The other really good news from the study was that on the whole, medications were well tolerated and participants didn’t experience worsening of their motor symptoms from taking the drugs.
MJFF: How have physicians treated depression in people with PD to date?
IR: Physicians have used a variety of antidepressant medications to treat depression in PD. But prior to this study, there was little evidence on which to base decisions. Tricyclic antidepressants (TCAs) are an older class of drugs that are effective in people with PD, but that have a lot of side effects. SSRIs, which were the next class of available antidepressant drugs, were considered to be effective and better tolerated than TCAs in the general population. A few studies of SSRIs involving people with PD had been done in the past, but questions remained regarding their effectiveness. There were also concerns that they might worsen motor symptoms.

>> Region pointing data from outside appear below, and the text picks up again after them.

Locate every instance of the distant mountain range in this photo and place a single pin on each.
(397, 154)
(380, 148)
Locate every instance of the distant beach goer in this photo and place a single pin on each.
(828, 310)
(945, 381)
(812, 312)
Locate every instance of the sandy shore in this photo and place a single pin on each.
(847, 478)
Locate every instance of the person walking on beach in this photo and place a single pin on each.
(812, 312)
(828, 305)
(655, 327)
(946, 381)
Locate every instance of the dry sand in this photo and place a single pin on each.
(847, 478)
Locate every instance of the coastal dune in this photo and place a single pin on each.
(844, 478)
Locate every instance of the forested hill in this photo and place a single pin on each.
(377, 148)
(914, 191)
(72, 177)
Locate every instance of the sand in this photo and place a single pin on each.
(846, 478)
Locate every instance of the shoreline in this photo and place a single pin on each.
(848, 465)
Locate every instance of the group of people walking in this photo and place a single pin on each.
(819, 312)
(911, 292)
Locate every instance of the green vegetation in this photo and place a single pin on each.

The newest class of antidepressants, the SNRIs (which, like the older TCAs affect both norepinephrine and serotonin) have been shown to be effective and well tolerated in depressed patients who don’t have PD but they had never been studied in patients with PD. So we included one SSRI medication and one SNRI medication in the study. Again, the study found that both were more effective than placebo and were generally well tolerated. The study wasn’t, however, designed to compare the drugs against each other.
MJFF: What are next research steps that might follow from the SAD-PD results?
IR: This study says to the community that ‘we already have medications available to treat depression in people with PD, and we can use them.’ We should be more confident prescribing these drugs moving forward.
But we hope to learn more, in particular, about those people in the study who did not respond to the medications tested. How can we predict who will respond to antidepressants, and what can we do for these patients? We didn’t test this in SAD-PD.
MF: It’s always useful for clinicians to have real study results to refer to. SAD-PD confirms two drugs that are useful in PD. Future studies could focus on other antidepressants that doctors might prescribe.
MJFF: For those who might be depressed, what would you recommend that they do?
IR: Unfortunately, many people are reluctant to admit that they are depressed since there can be a stigma attached to depression. Some people even view it as a sign of weakness and something that they can ‘get over.’ It is important to realize that depression is a part of the disease and isn’t something that one can ‘will away.’ I firmly believe that seeking out treatment is a sign of strength: People who acknowledge that they are suffering from depression and proactively look to do something about this should be commended. They will likely experience significant relief when their depression is treated.
MF: It’s important to seek out help to reverse the often vicious circle of depression. When you feel blue, you are less likely to go out, and this can be seriously detrimental to people with PD if it prevents them from staying socially connected or from exercising to help improve their motor symptoms.
If you are experiencing depression, speak openly about it with your neurologist. Depression can manifest itself in a variety of ways that may not always be obvious to you, such as loss of appetite, difficulty sleeping, fatigue, irritability, and/or anxiety. Caregivers are also good at helping to identify changes that might be taking place that you may not notice in yourself; if your spouse or other close connection mentions changes in your mood or personality, take it seriously. Depression can be deadly when it goes untreated.